Today I felt like that. And the past several days, I’ve felt like that….kind of disconnected from life, going through the motions, surviving, being responsible, being the good wife, daughter-in-law, boss, friend, business owner… I feel so tired. It’s been more than a week now that I’ve had a true day to myself – to reflect, to seek, to breathe in God. I’ve been coming and going here and there. I’ve been planning, meeting, running and not taking any time to just sit and breathe. And yes, I feel that I have a blessed life and am extremely grateful – I also believe that I have stopped taking time to enjoy the life that God has given me because I have gotten so busy.
Last Friday Andy and I had friends from church over for dinner.

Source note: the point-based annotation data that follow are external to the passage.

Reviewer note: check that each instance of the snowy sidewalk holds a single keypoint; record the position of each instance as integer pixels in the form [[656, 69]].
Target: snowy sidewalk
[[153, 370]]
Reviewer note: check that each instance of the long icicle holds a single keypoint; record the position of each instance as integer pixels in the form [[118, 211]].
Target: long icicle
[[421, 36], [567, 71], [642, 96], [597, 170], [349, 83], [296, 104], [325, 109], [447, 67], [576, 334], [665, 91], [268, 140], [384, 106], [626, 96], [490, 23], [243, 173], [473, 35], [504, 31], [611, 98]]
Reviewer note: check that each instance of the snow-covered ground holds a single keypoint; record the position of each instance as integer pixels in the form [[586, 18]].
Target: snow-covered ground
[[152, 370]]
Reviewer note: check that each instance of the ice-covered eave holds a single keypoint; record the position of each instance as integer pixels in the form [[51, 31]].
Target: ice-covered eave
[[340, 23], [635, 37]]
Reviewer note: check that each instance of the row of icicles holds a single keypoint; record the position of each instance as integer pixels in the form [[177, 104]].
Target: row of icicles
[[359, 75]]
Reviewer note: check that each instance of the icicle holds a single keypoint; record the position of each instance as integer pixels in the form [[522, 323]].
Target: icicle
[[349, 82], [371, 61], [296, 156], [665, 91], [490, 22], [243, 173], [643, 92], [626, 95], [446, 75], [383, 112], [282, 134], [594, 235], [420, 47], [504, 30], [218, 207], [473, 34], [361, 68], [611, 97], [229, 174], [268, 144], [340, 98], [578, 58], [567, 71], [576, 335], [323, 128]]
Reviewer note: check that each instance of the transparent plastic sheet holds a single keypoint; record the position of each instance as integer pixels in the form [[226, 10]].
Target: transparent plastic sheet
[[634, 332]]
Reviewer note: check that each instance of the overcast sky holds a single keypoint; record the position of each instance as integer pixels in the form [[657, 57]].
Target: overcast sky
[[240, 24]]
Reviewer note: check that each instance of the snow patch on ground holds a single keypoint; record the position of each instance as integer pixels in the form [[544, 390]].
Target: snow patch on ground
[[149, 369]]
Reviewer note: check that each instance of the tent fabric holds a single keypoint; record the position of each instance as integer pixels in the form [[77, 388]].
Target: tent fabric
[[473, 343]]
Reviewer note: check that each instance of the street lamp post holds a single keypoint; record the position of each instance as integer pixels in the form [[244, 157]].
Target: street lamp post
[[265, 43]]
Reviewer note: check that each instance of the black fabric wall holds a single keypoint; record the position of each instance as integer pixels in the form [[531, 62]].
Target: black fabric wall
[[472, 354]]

It was a great time of food and fellowship. After dinner we went outside to spend time with the horses and I noticed that Astar was acting very strange — he’s usually wanting to to be the center of attention and this time he was kind of off in his own world. I commented to Andy and my friends that Astar was acting funny – so I’d keep an eye on him…. he’s been kind of that way all week with me even though I caught him up and worked with him on Monday.
Today, I went to meet the vet where Irish is currently living (our newest addition to the herd) and as I was spending time with him, grooming him and talking to him, I felt the same distance. As I looked at Irish, I realized – it’s not the horses (not Astar or Irish), it’s me! I’m the one that’s been distant and aloof! I’m the one that hasn’t been quite right and the horses have sensed it.
The other thing I noticed as I thought back on today after listening to the video – was that I let precious moments slip by me – I could not clear my head of everything long enough to give Irish the time he deserved this morning because all I could think about was everything else I had on my plate during the rest of my day…. I’m sorry Irish. Even during my client meetings, I found my mind drifting off to other things I have going on — how can we get roofing material…I wonder if they know someone who does scrap metal…wow, it’s gloomy outside. During small group, I was thinking about Wings of Dreams and their invitation – roofing material again – how to securely strap a tarp on the roof for now – what does God want me to breathe OUT….hmmm…LOL?
When Rob Bell was talking about breathing and how we don’t really think about it – that it’s not a focused thing we do, my thoughts drifted to Pilates. It’s the one time in my week that I get to stop everything I am doing, turn off my cell phone, and I have to focus on my breathing…it’s actually rather relaxing though it’s also a workout. I feel so much more focused after I leave – I’m ready to conquer the rest of my day.
So it makes me wonder – if I applied my focused breathing exercised to more days in my week, perhaps I could focus more and feel less overwhelmed. Perhaps I could feel that peaceful presence that I feel after an hour of focused exercise and breathing…the peaceful presence of God wrapping His arms around me in a comforting embrace that lets me know I can handle anything that comes my way – that He will provide all of the time I need to get everything completed that I need to get completed.
I pray that God gives me the focus and peace, to stop and smell the roses – to relax long enough to spend time with my horses, friends, husband and most importantly Him. I also pray that if you (who are reading this) are like me and find yourselves without focus and feeling overwhelmed that you will stop, close your eyes, just breathe and ask Him to fill you with His breathe!